Data transformation workflows
General description
The Data Transformation (DT) lectures outlined below are to be recorded for Wolfram U in October-December 2020.
Here is the Wolfram U recordings playlist at YouTube
Each tutorial lecture is between 25 and 40 minutes.
Most of the workflows in the lectures have (easy to derive) corresponding code in the programming languages: Julia, Python, R, and WL. (In Python and Julia dedicated data transformation packages are utilized.)
For didactic purposes we are going to use the Domain Specific Language (DSL) Raku-programmed system DSL::English::DataQueryWorkflows, [AAp1], that generates code for the programming languages R and WL and the software packages:
- Julia-DataFrames
- Python-pandas
- R-tidyverse (mostly dplyr)
The WL generated code uses functions from the Wolfram Function Repository.
(See the references section "Wolfram Function Repository functions".)

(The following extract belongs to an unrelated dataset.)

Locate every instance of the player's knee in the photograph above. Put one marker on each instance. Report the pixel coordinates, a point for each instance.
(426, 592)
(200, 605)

The tutorials sequence has an "inverted" structure: the most conceptually rich and technical sessions are presented first.
Detailed tutorial plan
Introduction through questions and answers
- What are the simplifying assumptions for the family of workflows considered in this tutorial?
- We do not consider hard to generalize- or too specialized transformations.
- For example, we do not consider:
- Data gathering/harvesting
- Data ingestion by parsing of, say, XML structures
- Date-time specific transformations
- Natural text specific transformations
- Etc.
What are the simplifying assumptions about the targeted data and transformations?
- Tabular data and collections of tabular data. (E.g. lists of datasets.)
- Transformation workflows that can be expressed with a certain "standard" or "well-known" subset of SQL.
- The flow chart given below illustrates well the targeted DT.
Do these workflows apply to other programming languages and/or data systems?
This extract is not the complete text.